Tim Wakefield has struggled—to be generous—in his last few starts. Tonight he gives up a run right out of the gate. Mark Bellhorn’s two-run shot off D-Rays starter Dewon Brazelton in the bottom of the first gives us the lead, only to have Wake give it back. In the fourth we scrap for two more, but Wake immediately surrenders a pair. It’s not that they’re shelling him, it’s just the usual fallout from the knuckler: some walks, a wild pitch,
five
stolen bases. That’s it: when Kevin Millar’s two-run Monster shot gives us a 6–4 lead in the fifth, Francona turns to Curtis Leskanic (he threw okay last night, right?). Three batters later, Tampa triple-A call-up Jorge Cantu ties the game with a blast high off the Sports Authority sign. Not to be outdone, in the bottom of the inning Lou Piniella counters by using four pitchers to worm out of a bases-loaded no-out jam. It almost works—all we get is one on a Manny sac fly. We tack on another in the seventh when Trot’s grounder goes through shortstop Julio Lugo’s legs and pinch runner Dave Roberts motors around. We’re leaving men on all over the place, but Timlin sets up and Foulke closes neatly, and we bag a long, ugly 8–6 win. Since the streak we’ve been playing terrible ball, splitting the last six with cellar dwellers, and yet, with the Angels and A’s losing once again, we’re now five and a half up in the wild card, our biggest lead yet, with only eighteen games to go. In other words: we’re closer to the postseason than we’ve been all year.

September 16th

SK:
They’re talking about taking Tim out of the postseason rotation. That’s okay. If we keep playing this way, postseason won’t be a problem. I have never—
NEVER
—gone to bed feeling so depressed after a win. They hit everything we threw at them. And they ran our Sox off. Blah.

SO:
Maybe this’ll cheer you up: before this year, Tim-may was 5-2 lifetime in the Metrodome, 5-2 at the Coliseum, and 5-3 with a 3.32 ERA at Angel Stadium. I wouldn’t pull him just yet. You know how streaky he can be. If he gets unhittable after October 1, we could be wearing some big rings. Have hope.
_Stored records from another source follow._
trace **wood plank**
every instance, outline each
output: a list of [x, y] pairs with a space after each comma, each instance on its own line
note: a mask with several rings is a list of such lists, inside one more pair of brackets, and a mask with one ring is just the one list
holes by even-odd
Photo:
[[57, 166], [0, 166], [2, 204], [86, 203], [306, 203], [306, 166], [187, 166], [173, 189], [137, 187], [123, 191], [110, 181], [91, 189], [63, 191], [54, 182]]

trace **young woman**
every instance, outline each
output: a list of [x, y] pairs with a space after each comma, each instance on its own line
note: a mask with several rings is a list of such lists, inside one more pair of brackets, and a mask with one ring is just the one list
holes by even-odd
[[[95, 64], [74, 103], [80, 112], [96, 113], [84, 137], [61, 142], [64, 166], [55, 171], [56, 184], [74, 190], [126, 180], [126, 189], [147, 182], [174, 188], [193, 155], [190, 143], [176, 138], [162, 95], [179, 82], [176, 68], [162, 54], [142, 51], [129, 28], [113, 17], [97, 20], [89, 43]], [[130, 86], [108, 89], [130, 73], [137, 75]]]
Tonight’s the kind of game we’ve overlooked in the past: the last home game with a patsy before heading down to the Stadium. Before the advent of Curt Schilling, we’d be scrambling to get our rotation in order for the Yanks, try to throw a number four or five guy and get burned. With Schilling going tonight, we’re confident of a quality start and can rest assured that Petey will be going Sunday.

So this one’s the mismatch we want (the one we’ve paid for). We jump on D-Rays starter Mark Hendrickson for three quick runs. Lou’s going to play us tough though: with one down in the first he’s got a guy warming. It’s pointless; Schill wants his 20th. His splitter’s nasty and his location is spot-on. We’re up 6–0 when Kevin Millar hits a Monster shot to spark a five-run seventh, and we’re set for the big (but probably hurricane-rainy) weekend in the Bronx.